Businesses fail for all types of reason, however, occasionally a company is in the red due to small errors, or their economic circumstance. If a company has a successful track record, why should the government not step in and aid it? These changes should not take significant reason just to allocate them differently.

In the United Kingdom, the organization Co-operative and Community Finance plays a large role in organizing and aiding co-ops in order to ensure success. A Number of factors go into this, but one of the key factors is proper education. Good education often excludes those who don’t have the money to pay for it. The Maritime provinces are the poorest, the most overtaxed, and underrepresented in Canada. This can change through cooperation with each other. The CCF, through practical experience, has recently seen co-ops fail less,over the past 25 years their failure rates have been extremely low, with 2012 producing a failure rate of 0%, and from 1997-2012 only 3%.

Which are failure numbers major Canadian banks wished they possessed. The difference lies in how a business is structured, how the people are treated, and what future they can see in themselves while working in that position.

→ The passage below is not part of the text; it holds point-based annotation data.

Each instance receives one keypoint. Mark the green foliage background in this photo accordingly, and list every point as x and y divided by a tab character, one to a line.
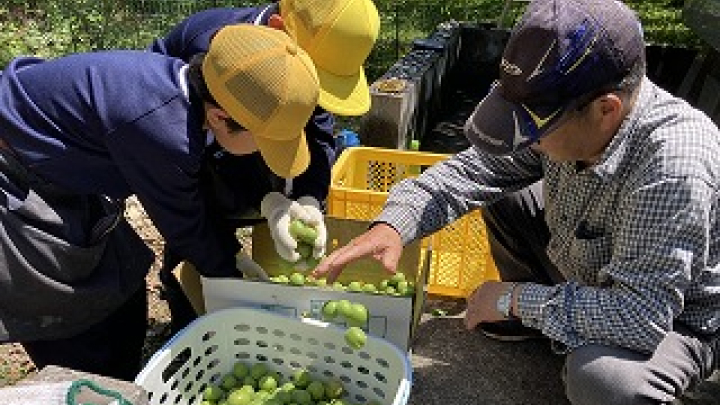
55	27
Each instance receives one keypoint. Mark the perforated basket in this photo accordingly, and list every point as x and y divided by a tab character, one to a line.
208	348
361	180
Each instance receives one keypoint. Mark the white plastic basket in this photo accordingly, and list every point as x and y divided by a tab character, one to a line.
207	349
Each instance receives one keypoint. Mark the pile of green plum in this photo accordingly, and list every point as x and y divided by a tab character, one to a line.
355	315
396	285
257	384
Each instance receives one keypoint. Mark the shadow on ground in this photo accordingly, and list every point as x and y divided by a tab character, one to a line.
452	366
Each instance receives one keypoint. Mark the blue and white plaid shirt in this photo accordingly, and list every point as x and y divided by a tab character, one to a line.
637	236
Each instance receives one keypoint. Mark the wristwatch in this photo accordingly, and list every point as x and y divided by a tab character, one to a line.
504	302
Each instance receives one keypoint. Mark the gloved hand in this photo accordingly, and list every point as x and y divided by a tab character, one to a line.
313	217
249	267
279	211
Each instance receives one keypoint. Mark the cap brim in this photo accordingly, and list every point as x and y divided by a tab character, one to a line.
495	126
344	95
501	127
286	158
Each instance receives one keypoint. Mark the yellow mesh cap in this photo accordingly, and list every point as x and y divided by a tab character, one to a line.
268	84
338	35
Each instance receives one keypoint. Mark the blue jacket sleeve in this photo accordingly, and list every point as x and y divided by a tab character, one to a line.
315	181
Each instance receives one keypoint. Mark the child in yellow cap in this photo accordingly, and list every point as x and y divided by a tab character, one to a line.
338	35
123	123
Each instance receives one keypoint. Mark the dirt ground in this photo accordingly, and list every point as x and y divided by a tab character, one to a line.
15	364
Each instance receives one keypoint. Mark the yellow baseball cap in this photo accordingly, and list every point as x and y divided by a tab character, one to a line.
338	35
268	84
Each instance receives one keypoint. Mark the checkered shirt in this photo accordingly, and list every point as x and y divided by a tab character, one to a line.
637	236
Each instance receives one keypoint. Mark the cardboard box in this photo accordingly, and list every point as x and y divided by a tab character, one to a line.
391	317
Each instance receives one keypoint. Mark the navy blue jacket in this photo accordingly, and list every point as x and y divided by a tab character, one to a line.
193	35
117	123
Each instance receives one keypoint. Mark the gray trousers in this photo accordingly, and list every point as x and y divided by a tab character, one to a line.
595	374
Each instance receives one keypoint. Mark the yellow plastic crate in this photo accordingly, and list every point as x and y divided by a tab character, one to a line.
361	179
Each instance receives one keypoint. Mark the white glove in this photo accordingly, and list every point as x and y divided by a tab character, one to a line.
313	217
279	211
249	267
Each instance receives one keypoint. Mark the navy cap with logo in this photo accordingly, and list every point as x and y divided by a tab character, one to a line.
560	52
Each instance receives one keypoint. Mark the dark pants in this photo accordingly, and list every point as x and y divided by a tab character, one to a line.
595	374
112	347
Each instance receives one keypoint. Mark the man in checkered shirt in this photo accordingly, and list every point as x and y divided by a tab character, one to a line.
601	195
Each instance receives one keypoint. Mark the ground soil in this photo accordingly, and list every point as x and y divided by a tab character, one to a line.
14	362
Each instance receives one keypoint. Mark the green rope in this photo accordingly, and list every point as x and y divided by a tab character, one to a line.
76	386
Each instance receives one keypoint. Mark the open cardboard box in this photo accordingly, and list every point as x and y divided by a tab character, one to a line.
391	317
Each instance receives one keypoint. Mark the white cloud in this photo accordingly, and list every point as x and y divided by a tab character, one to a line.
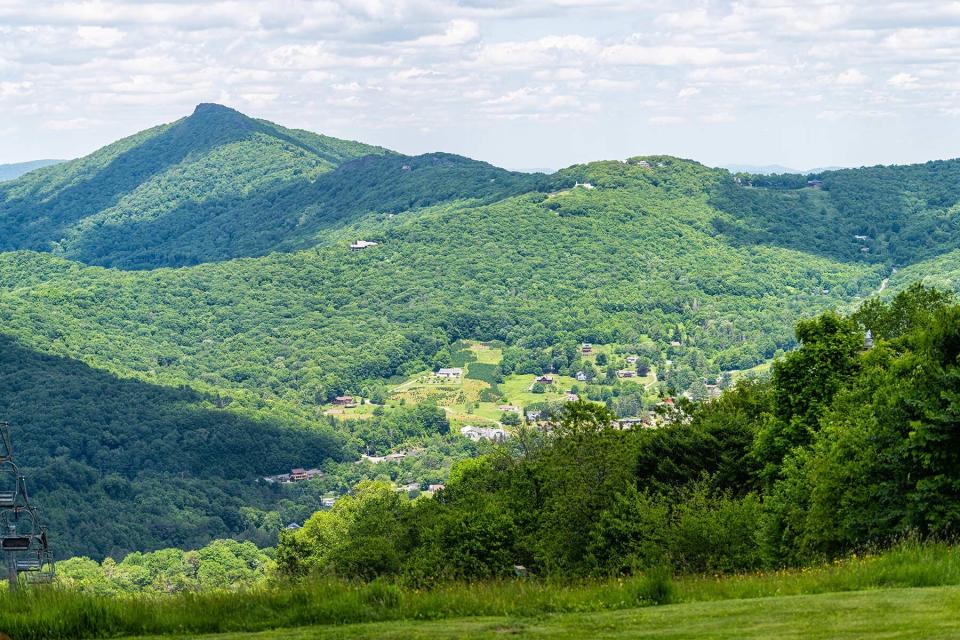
457	32
666	120
669	55
851	77
429	74
902	80
71	124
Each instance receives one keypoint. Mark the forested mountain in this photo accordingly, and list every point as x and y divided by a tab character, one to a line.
160	393
17	169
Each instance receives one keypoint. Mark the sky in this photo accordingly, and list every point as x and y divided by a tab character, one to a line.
521	84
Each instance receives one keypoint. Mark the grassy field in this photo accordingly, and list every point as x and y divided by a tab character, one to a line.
889	613
873	596
463	398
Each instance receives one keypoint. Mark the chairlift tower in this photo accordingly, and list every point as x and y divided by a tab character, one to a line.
23	539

Compass NS currently exists as an organization trying to build and grow the name of co-ops by getting involved in the housing crisis.

Their mission statement aimson inclusive housing, with emphasis on being sustainable, and welcoming collaboration.

In Saskatoon, a co-op called Steep Hill, has helped the local community gain access to high quality goods at fair prices. Which exemplifies an additional benefit,knowing that a community’s money is going directly back into said community rather than a billionaire’s savings account.

An interesting start up in the United States is, which provides a 12- week accelerator program, mentoring, and support which helps entrepreneurs build transformational organization, which aims to develop their entire community economically, not just themselves. In 2019, the first cohort graduated, and checking back up on them in 2023 we can see that all are still operating. The cohort graduates range from a labour staffing program based out of baltimore, to the United States first patient-owned health data platform, and even a worker owned construction co-op building affordable housing in the bay area.

The possibilities for the Maritimes economic resurgence are endless. A future for the betterment of all is in our grasp… if we can reach for it.